2. Defendant intervenor The Wilderness Society suggests that this allocation of irrigation water violates the ESA because no water is allocated to the Lower Klamath National Wildlife Refuge, which could result in the incidental take of numerous bald eagles. See The Wilderness Society's Opposition to Plaintiffs' Motion for Preliminary Injunction, pp. 28-29.
3. Here, neither NMFS nor FWS issued a BiOp on the effects of the final 2001 Plan; rather, the Plan and the BiOps were issued the same day, with the Plan incorporating the RPAs contained in the BiOps.
4. In their Reply brief, plaintiffs contend that the government, by issuing an EA, admits that the 2001 Plan triggered NEPA and that they have failed to comply with NEPA requirements. I disagree. The regulations clearly allow an agency to prepare an EA "on any action at any time" to assist in planning. 40 C.F.R. § 1501.3(b).
5. Three declarants, however, do not appear to be parties to this litigation. See Declarations of Larry Turner, Robert L. Crawford, and Rick Woodley. Nevertheless, the court considers the interests stated by those individuals to be similar to those which could be asserted by actual plaintiffs or plaintiff-intervenors.
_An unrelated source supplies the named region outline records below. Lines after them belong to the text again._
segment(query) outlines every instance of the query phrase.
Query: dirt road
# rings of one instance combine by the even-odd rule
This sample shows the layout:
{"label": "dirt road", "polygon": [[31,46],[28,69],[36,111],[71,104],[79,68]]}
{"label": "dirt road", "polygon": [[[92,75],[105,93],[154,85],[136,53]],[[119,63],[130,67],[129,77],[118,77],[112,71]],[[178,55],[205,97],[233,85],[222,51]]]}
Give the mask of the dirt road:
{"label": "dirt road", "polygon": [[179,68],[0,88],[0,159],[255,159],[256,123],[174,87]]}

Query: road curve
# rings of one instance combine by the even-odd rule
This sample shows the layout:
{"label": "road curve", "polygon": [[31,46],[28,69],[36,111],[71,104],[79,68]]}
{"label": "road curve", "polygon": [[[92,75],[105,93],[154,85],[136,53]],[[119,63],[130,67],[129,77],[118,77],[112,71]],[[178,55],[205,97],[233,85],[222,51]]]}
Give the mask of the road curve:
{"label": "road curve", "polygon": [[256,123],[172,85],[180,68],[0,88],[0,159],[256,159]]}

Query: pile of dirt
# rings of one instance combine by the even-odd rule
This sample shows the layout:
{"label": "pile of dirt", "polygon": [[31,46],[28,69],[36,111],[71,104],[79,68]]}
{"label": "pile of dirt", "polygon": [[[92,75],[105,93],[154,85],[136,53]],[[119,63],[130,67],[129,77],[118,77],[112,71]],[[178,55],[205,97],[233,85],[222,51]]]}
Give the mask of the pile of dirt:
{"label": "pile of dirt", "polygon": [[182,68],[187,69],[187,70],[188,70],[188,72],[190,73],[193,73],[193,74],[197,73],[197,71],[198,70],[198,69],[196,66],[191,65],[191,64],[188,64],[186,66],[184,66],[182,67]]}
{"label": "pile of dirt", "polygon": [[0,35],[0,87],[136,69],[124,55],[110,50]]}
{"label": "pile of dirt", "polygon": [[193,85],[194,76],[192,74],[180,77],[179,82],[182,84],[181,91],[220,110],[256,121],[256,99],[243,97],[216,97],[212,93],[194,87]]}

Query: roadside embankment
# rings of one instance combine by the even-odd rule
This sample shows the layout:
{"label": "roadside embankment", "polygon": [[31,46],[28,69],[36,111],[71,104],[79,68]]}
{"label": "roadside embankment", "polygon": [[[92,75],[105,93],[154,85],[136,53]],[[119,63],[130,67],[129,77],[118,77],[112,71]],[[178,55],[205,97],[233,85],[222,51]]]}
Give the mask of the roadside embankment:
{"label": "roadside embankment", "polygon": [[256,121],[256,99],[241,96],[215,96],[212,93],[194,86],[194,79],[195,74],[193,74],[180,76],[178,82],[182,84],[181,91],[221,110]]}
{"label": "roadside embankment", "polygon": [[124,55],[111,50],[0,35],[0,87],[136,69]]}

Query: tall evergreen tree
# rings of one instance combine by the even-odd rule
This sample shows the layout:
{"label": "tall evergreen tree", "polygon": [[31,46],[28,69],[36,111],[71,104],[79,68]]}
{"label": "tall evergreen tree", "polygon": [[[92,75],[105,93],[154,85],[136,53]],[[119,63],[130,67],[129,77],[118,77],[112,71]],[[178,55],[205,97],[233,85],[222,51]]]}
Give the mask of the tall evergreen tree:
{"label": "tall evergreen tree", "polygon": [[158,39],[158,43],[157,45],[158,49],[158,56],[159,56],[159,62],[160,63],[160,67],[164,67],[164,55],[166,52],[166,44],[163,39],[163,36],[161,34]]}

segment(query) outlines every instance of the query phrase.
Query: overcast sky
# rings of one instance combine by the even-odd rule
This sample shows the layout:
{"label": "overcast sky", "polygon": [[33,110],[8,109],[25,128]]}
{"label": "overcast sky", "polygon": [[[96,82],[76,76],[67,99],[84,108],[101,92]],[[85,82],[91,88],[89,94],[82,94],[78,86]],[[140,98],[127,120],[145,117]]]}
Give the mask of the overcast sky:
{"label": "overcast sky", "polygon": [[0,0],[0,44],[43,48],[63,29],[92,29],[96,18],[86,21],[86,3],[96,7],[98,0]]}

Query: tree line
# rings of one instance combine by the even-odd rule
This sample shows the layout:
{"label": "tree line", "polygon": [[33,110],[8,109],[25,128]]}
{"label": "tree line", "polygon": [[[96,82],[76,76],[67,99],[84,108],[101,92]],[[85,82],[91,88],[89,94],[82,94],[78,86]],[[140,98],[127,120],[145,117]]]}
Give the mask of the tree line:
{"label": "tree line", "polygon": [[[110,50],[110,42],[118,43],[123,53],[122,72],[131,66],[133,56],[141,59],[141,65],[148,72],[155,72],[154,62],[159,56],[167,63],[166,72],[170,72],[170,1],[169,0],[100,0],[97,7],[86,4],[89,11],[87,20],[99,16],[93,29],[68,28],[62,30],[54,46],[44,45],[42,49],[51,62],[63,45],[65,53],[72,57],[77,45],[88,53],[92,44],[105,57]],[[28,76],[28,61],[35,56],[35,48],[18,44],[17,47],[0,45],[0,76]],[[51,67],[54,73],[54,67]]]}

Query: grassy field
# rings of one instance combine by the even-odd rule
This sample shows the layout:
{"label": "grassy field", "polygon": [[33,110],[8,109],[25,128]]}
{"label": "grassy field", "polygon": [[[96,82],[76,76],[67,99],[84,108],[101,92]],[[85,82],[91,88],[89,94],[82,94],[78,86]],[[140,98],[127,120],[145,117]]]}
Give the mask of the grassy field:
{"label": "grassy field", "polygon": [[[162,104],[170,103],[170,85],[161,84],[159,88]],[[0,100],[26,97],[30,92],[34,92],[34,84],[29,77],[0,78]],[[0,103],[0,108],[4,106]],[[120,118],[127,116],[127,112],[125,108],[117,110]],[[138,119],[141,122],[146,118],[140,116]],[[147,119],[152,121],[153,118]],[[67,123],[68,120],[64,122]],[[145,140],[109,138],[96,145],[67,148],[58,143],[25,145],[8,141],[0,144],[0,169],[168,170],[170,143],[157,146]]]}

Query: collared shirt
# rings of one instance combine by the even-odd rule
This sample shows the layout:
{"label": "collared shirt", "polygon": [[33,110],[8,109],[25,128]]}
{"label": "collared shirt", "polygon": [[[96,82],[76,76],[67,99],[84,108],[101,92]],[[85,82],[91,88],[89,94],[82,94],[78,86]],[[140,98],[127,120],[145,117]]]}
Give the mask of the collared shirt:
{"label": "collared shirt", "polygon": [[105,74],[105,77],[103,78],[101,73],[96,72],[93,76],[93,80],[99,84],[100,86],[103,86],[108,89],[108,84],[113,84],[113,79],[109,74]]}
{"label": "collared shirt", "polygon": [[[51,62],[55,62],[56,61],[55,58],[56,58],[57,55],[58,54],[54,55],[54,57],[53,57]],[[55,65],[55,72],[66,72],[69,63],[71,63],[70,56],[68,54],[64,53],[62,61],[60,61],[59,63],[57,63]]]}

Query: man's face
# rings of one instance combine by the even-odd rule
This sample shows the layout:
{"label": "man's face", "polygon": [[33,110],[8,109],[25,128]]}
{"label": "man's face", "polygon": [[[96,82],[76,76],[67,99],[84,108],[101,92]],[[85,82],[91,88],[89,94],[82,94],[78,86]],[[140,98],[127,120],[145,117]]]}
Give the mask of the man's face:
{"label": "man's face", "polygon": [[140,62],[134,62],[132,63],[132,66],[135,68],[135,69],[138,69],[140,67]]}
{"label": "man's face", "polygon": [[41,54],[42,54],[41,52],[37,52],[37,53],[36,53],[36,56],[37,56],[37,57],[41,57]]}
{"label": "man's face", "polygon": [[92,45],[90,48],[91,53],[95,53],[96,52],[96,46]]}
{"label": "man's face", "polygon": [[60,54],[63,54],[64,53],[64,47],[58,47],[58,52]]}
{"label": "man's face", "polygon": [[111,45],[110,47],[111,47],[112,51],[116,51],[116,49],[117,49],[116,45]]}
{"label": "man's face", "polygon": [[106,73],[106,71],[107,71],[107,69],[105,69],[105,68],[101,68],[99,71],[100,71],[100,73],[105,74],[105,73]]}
6. The court notes that plaintiffs do not challenge explicitly the implementation of the RPAs in their Complaint; rather, plaintiffs limit their NEPA challenge to Reclamation's "determin[ation] that the Klamath Project will be operated for purposes other than irrigation and refuge use." Plaintiffs' Complaint for Declaratory and Injunctive Relief, ¶ 38. However, plaintiffs refer to the RPAs in their Complaint, and plaintiffs raised challenges to the implementation of the RPAs in their briefs and during oral argument. In fact, during oral argument, plaintiffs conceded that Reclamation was bound by the ESA, but that Reclamation's discretionary action of implementing the RPAs requires an EIS. Nevertheless, plaintiffs rely heavily on their "change in operations" argument in their briefs, and I will therefore address it.
7. The court is not convinced that prior years with low UKL elevations and Klamath River flow did not harm the fish and would not harm the fish under the unprecedented conditions of this water year. Coho salmon were not listed until 1997, and the suckers remain endangered more than twelve years after they were listed. As the government noted in argument, lowering UKL even one foot lower than the minimum RPA of 4139 would reduce the suckers' habitat by 50%.
8. Plaintiffs complain that some of the evidence that FWS and NMFS relied upon was performed without public or independent scientific peer review, and that their representatives have not been included in the consultation process. See, e.g., Declaration of Tessa Stuedli. However, as the government correctly pointed out during oral argument, the ESA does not require public review or input during the consultation process. See 50 C.F.R. § 402.14(g). Further, the government noted that it voluntarily made draft and final BiOps and EAs available to plaintiffs and others through a Web site and other sources.
9. The government also argues that plaintiffs are not entitled to injunctive relief because APA does not provide for affirmative injunctive relief and that relief pursuant to the citizen suit provision of ESA requires sixty days notice. 16 U.S.C. § 1540(g)(2)(A)(i). The court finds the sixty-day notice requirement inapplicable here, where plaintiffs seek judicial review of their claim pursuant to the APA.